Un soldato nei pressi di Mosul (foto LaPresse)
Il patriarca di Baghdad benedice “il nobile compito” dei liberatori di Mosul
Roma. Le Unità di mobilitazione popolare irachene l’avevano scritto qualche giorno fa su Twitter: “Mosul, le campane delle tue chiese suoneranno presto. Noi avevamo promesso questo nel dicembre del 2015 e oggi siamo alle tue porte”. Alle porte della grande città della Piana di Ninive, le milizie dell’esercito regolare e i peshmerga curdi ci sono arrivati, ma le prime campane a suonare, dopo oltre due anni di silenzio imposto dal fanatismo jihadista califfale, sono state quelle dell’antica chiesa ortodosso-siriaca di Bertella, presidio assiro fin dal Primo secolo dopo Cristo. L’unica campana rimasta al suo posto che ha ricominciato a diffondere nell’aria i suoi rintocchi, mentre qualche metro più giù si faceva la conta dei danni, tra libri sacri bruciacchiati gettati a terra, statue distrutte, altari profanati e tabernacoli resi irriconoscibili. Perfino le tombe dei vescovi sono state sventrate, con i resti dispersi e lasciati alla mercé dei volatili che hanno preso dimora tra le volte della chiesa.
Le campane erano state le prime a essere messe a tacere dai jihadisti, perché segno visibile del radicamento cristiano in quelle terre. Abbattute, fuse, fatte a pezzi. Non è un caso che i liberatori, per manifestare l’inizio della svolta, per dare significato alla riconquista delle città e dei villaggi occupati, si dirigano subito nelle chiese, ricomponendo e pulendo le statue dei santi e dei martiri, sistemando gli altari e facendo suonare le campane. Era stato il patriarca di Baghdad, mar Raphaël Louis I Sako, pochi giorni fa, a lanciare un appello affinché tutte le comunità cristiane irachene si unissero in preghiera per sostenere la battaglia decisiva. “Vorremmo salutare con oroglio il coraggioso esercito iracheno, la polizia federale, i peshmerga e la mobilitazione popolare e le forze della coalizione unite nella liberazione di Mosul e delle città della zona di Ninive.
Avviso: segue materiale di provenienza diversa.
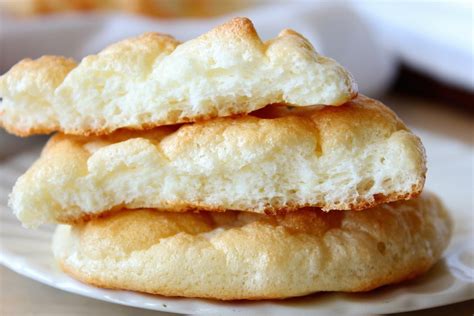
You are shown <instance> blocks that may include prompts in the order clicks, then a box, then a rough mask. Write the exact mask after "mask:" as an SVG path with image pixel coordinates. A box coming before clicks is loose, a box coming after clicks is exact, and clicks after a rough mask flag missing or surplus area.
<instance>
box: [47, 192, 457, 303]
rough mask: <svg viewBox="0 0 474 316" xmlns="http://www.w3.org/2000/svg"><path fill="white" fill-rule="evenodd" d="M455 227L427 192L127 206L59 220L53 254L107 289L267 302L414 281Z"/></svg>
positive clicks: (442, 245) (81, 280)
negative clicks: (304, 208)
mask: <svg viewBox="0 0 474 316" xmlns="http://www.w3.org/2000/svg"><path fill="white" fill-rule="evenodd" d="M451 230H452V228H451V221H450V219H449V217H448V215H447V213H446V211H445V209H444V207H443V205H442V204H441V203H440V201H439V200H438V199H437V197H435V196H434V195H432V194H426V193H424V194H423V195H422V196H421V197H420V198H417V199H414V200H410V201H399V202H395V203H391V204H383V205H379V206H377V207H375V208H372V209H368V210H365V211H362V212H350V211H339V212H329V213H325V212H322V211H320V210H317V209H309V208H308V209H302V210H299V211H296V212H292V213H287V214H284V215H276V216H269V215H260V214H252V213H245V212H230V211H229V212H225V213H213V212H200V213H173V212H158V211H155V210H134V211H132V210H123V211H120V212H117V213H114V214H110V215H107V216H104V217H101V218H97V219H94V220H91V221H89V222H87V223H84V224H79V225H75V226H72V227H71V226H63V225H61V226H59V227H58V229H57V231H56V234H55V237H54V241H53V251H54V254H55V257H56V259H57V260H58V262H59V263H60V265H61V266H62V268H63V269H64V270H65V271H66V272H67V273H69V274H71V275H72V276H74V277H75V278H77V279H79V280H81V281H84V282H87V283H90V284H93V285H97V286H100V287H107V288H117V289H129V290H135V291H141V292H148V293H154V294H161V295H168V296H187V297H206V298H215V299H224V300H226V299H267V298H285V297H291V296H300V295H306V294H309V293H312V292H317V291H347V292H356V291H368V290H371V289H373V288H376V287H379V286H382V285H386V284H390V283H396V282H400V281H403V280H406V279H410V278H413V277H415V276H417V275H419V274H421V273H423V272H425V271H427V270H428V269H429V268H430V267H431V266H432V265H433V264H434V263H435V262H436V261H437V260H438V259H439V258H440V257H441V254H442V252H443V250H444V249H445V248H446V246H447V245H448V243H449V238H450V235H451Z"/></svg>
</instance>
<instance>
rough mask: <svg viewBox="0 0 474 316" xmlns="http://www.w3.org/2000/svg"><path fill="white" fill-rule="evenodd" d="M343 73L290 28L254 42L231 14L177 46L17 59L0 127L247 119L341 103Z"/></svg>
mask: <svg viewBox="0 0 474 316" xmlns="http://www.w3.org/2000/svg"><path fill="white" fill-rule="evenodd" d="M356 94H357V88H356V86H355V83H354V81H353V79H352V77H351V75H350V74H349V73H348V72H347V71H346V70H345V69H344V68H343V67H342V66H340V65H339V64H337V63H336V62H335V61H333V60H332V59H330V58H327V57H323V56H321V55H319V54H318V53H317V52H316V51H315V50H314V48H313V47H312V46H311V44H310V43H309V42H308V41H307V40H306V39H305V38H304V37H303V36H301V35H300V34H298V33H296V32H294V31H292V30H284V31H282V32H281V33H280V34H279V35H278V37H276V38H274V39H272V40H269V41H266V42H262V41H261V39H260V38H259V37H258V35H257V33H256V31H255V29H254V27H253V25H252V23H251V22H250V20H248V19H246V18H235V19H233V20H231V21H229V22H228V23H226V24H223V25H221V26H219V27H217V28H215V29H213V30H211V31H210V32H209V33H207V34H204V35H202V36H200V37H198V38H196V39H194V40H191V41H188V42H185V43H182V44H181V43H180V42H178V41H177V40H175V39H174V38H172V37H170V36H167V35H162V34H158V33H146V34H144V35H142V36H139V37H136V38H131V39H127V40H124V41H122V42H119V43H116V44H114V45H112V46H110V47H108V48H106V49H105V50H103V51H102V52H100V53H99V54H98V55H92V56H88V57H86V58H84V59H83V60H82V61H81V63H80V64H78V65H76V63H75V62H74V61H72V60H70V59H66V58H64V57H57V56H45V57H42V58H39V59H37V60H31V59H25V60H23V61H21V62H19V63H18V64H17V65H15V66H14V67H12V69H11V70H10V71H9V72H8V73H6V74H5V75H3V76H2V77H0V96H1V97H2V98H3V102H2V103H1V104H0V125H1V126H3V127H4V128H5V129H6V130H7V131H9V132H11V133H14V134H17V135H20V136H27V135H31V134H39V133H51V132H54V131H62V132H65V133H67V134H76V135H89V134H108V133H110V132H112V131H114V130H116V129H120V128H127V129H137V130H141V129H146V128H151V127H155V126H160V125H168V124H176V123H181V122H189V121H199V120H204V119H209V118H213V117H220V116H229V115H232V114H245V113H248V112H251V111H254V110H257V109H259V108H262V107H264V106H266V105H268V104H271V103H288V104H293V105H298V106H307V105H313V104H324V105H341V104H343V103H345V102H346V101H349V100H350V99H352V98H353V97H355V96H356Z"/></svg>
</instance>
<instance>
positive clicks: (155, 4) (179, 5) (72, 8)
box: [0, 0, 255, 18]
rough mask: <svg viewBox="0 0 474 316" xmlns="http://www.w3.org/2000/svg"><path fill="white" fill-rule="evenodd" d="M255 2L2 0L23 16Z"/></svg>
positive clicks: (224, 9)
mask: <svg viewBox="0 0 474 316" xmlns="http://www.w3.org/2000/svg"><path fill="white" fill-rule="evenodd" d="M252 4H255V3H254V1H253V0H225V1H222V0H199V1H196V0H173V1H169V0H106V1H104V0H0V9H1V10H3V11H4V12H6V13H9V14H12V15H15V16H19V17H30V16H38V15H44V14H58V13H64V12H68V13H69V12H91V11H121V12H127V13H134V14H140V15H147V16H153V17H161V18H175V17H209V16H219V15H224V14H229V13H231V12H233V11H237V10H242V9H244V8H246V7H249V6H250V5H252Z"/></svg>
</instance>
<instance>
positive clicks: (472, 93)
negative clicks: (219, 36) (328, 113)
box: [0, 0, 474, 159]
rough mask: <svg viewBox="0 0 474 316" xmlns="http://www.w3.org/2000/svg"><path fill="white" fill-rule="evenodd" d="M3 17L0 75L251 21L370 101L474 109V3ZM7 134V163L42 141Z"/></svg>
mask: <svg viewBox="0 0 474 316" xmlns="http://www.w3.org/2000/svg"><path fill="white" fill-rule="evenodd" d="M0 10H1V13H0V74H2V73H5V72H6V71H8V69H9V68H10V67H11V66H12V65H14V64H15V63H17V62H18V61H19V60H21V59H22V58H26V57H30V58H37V57H40V56H41V55H44V54H57V55H64V56H68V57H73V58H75V59H77V60H80V59H81V58H82V57H84V56H85V55H88V54H94V53H97V52H99V51H100V50H101V49H103V48H104V47H105V46H107V45H109V44H111V43H113V42H116V41H118V40H120V39H123V38H126V37H130V36H134V35H138V34H141V33H143V32H146V31H157V32H162V33H169V34H172V35H173V36H175V37H176V38H178V39H179V40H182V41H184V40H188V39H191V38H194V37H196V36H198V35H199V34H202V33H204V32H206V31H208V30H209V29H211V28H212V27H214V26H216V25H218V24H220V23H222V22H224V21H226V20H228V19H229V18H230V17H233V16H247V17H249V18H250V19H252V20H253V21H254V23H255V26H256V28H257V30H258V32H259V33H260V36H261V37H262V38H263V39H269V38H272V37H274V36H275V35H277V34H278V32H279V31H280V30H282V29H283V28H293V29H295V30H297V31H298V32H300V33H302V34H303V35H304V36H306V37H307V38H308V39H309V40H310V41H311V42H312V43H313V45H314V46H315V47H316V49H317V50H318V51H319V52H320V53H322V54H324V55H328V56H330V57H332V58H334V59H336V60H337V61H338V62H340V63H341V64H343V65H344V66H345V67H346V68H347V69H349V70H350V71H351V72H352V74H353V75H354V77H355V79H356V81H357V83H358V84H359V89H360V91H361V92H362V93H364V94H367V95H369V96H371V97H376V98H384V97H385V96H393V95H397V96H399V95H402V96H414V97H417V98H423V99H422V100H423V101H422V103H423V102H425V101H432V102H434V103H436V104H438V103H442V104H443V105H444V106H446V107H449V108H451V109H452V108H455V109H456V110H458V111H462V112H463V115H464V114H466V113H467V115H469V116H470V117H471V118H472V115H473V111H474V79H473V69H474V65H473V59H474V57H473V56H474V53H473V5H472V1H448V0H446V1H355V0H354V1H328V0H326V1H318V0H312V1H310V0H306V1H304V0H299V1H298V0H295V1H289V0H287V1H283V0H281V1H269V0H221V1H219V0H175V1H170V0H102V1H101V0H69V1H67V0H0ZM413 100H421V99H412V101H413ZM389 105H390V104H389ZM432 106H435V105H432ZM401 111H402V112H403V109H401ZM401 114H403V113H401ZM0 133H1V134H0V140H1V142H2V146H1V149H0V159H2V157H5V156H7V155H9V154H11V153H12V152H14V151H15V150H17V149H18V148H19V147H21V146H29V144H31V142H35V141H36V140H37V138H33V139H30V140H18V139H16V138H14V137H13V136H7V135H6V133H5V132H3V131H0ZM468 136H469V135H468ZM471 136H472V133H470V136H469V137H470V138H472V137H471ZM464 137H466V136H464ZM40 139H41V138H40ZM43 139H44V138H43Z"/></svg>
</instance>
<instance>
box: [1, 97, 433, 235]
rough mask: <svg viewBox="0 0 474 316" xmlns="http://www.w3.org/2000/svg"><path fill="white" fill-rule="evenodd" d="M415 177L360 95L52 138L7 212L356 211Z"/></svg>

Affermiamo – si legge in una Nota ufficiale del Patriarcato – il nostro sostegno a loro in questo compito nobile e difficile, offrendo le nostre preghiere giornaliere al Signore”.
II patriarca di Baghdad, mar Raphaël Louis I Sako (foto LaPresse)
Domenica, al termine dell’Angelus, era stato il Papa a lanciare un appello per la protezione dei civili che si trovano intrappolati nella morsa jihadista: “In queste ore drammatiche, sono vicino all’intera popolazione dell’Iraq, in particolare a quella della città di Mosul. I nostri animi sono scossi dagli efferati atti di violenza che da troppo tempo si stanno commettendo contro i cittadini innocenti, siano musulmani, siano cristiani, siano appartenenti ad altre etnie e religioni. Sono rimasto addolorato nel sentire notizie dell’uccisione a sangue freddo di numerosi figli di quell’amata terra, tra cui anche tanti bambini. Questa crudeltà ci fa piangere, lasciandoci senza parole”.